To put too fine a point on it, it’s as if a dense fog has lifted: Solskjaer is saying all the right things. The fullbacks are getting involved in the attack. Center back Victor Lindelöf, once scared of his own shadow, looks solid. Romelu Lukaku is scoring. And most importantly, Pogba, once a crown jewel, then a misfit brought low by erratic team selection and public hiding, is fun again and playing like the most expensive Premier League player ever and one of the best in the world at his position, both of which he is. On the trip to Newcastle alone, he teed up the game-sealing goal with a tackle, weathered a horrible challenge from Jonjo Shelvey, and then trolled Shelvey about it on Twitter after the game. Are you enjoying the Pogbaissance? You would have to be dead inside—or Claude Makelele—not to be.
A question that persists—in TV studios, in pubs, and online—is that of professionalism: Where was this United and this Pogba before, when Mourinho was around? Did United players purposefully turn in middling performance after middling performance? And likewise, did they let their manager down? This is an unfortunate side effect of the unctuous, absurd footballspeak that lends itself to blanket moralizing and so too makes people forget about the times that they worked at a job they hated. Giving your best for the fans and your teammates is well and good in theory, but in reality, if you’re getting dressed down verbally every day and forced to complete tasks outside your purview without getting paid overtime, are you not punching out the second the clock strikes 5? I think David Rudin at StatsBomb hits it square on the nose: “Getting more out of workers, whether in an office building or on the football pitch, is how managers justify their employment.”
So, having certainly changed the prevailing attitude toward Manchester United and brought them to within six points of fourth-place Chelsea and a potential Champions League spot, it’s possible that Solskjaer may earn himself the full-time job. United have been making eyes at Tottenham manager Mauricio Pochettino as next season’s replacement, but Solskjaer is here and doing the job now. This past Saturday’s 2-0 FA Cup win against Reading makes it five wins on the trot, which equals the club record for a new manager set by Sir Matt Busby. That’s not nothing.

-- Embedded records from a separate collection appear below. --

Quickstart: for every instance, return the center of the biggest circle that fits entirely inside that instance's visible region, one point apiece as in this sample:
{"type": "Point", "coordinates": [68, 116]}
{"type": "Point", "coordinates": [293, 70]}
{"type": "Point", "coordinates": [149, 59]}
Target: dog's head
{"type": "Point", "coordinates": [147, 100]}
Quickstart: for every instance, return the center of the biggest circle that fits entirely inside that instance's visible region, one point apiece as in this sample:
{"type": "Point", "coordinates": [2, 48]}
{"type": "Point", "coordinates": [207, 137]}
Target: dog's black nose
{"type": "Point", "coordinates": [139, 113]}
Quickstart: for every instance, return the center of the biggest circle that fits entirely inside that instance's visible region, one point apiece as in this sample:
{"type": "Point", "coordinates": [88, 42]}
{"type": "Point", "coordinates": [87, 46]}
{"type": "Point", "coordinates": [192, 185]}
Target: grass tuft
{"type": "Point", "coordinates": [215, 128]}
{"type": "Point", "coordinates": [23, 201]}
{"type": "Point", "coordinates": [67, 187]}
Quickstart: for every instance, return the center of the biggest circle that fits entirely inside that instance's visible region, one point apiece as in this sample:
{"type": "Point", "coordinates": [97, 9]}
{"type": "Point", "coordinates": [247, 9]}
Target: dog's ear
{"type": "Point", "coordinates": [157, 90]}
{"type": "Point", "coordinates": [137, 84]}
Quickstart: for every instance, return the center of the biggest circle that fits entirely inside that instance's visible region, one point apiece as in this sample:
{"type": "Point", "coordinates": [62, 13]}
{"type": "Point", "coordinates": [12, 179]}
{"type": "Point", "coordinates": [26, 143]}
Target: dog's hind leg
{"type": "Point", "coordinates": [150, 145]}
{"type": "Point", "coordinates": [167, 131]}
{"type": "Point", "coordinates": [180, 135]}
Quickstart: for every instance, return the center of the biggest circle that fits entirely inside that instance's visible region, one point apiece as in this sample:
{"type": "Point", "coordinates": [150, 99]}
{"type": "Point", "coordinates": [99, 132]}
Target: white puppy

However, it can’t be discounted that Solskjaer’s United ain’t really played nobody: Doing the business against Cardiff City, Huddersfield Town, Bournemouth, Newcastle, and Reading hints at the consistency required for a top-four finish, but far from guarantees it’ll happen. They’ve yet to play one of the Top Six in their current form and, even against smaller sides, have shown defensive weaknesses. United are on literal vacation at the moment, at a training camp in Dubai, but this coming Sunday presents Solskjaer’s first real test, against his would-be successor. Pochettino’s Tottenham are on a three-win streak of their own, having just beaten Chelsea in the first leg of their Carabao Cup semifinal. Spurs also have a knack for ruthlessly pulling apart disorganized defenses. But Paul Pogba seems up to the challenge. Unbothered by it, even. How unbothered? This was Paul Pogba on Wednesday afternoon.
Paul Pogba controlling the ball backwards mid interview is probably the best thing you’ll see today. Too good. pic.twitter.com/YsM0uhZxzZ— The Man Utd Way (@TheManUtdWay) January 9, 2019
If he’s not worried, then I’m not either. Man, it’s good to (maybe) have that old thing back.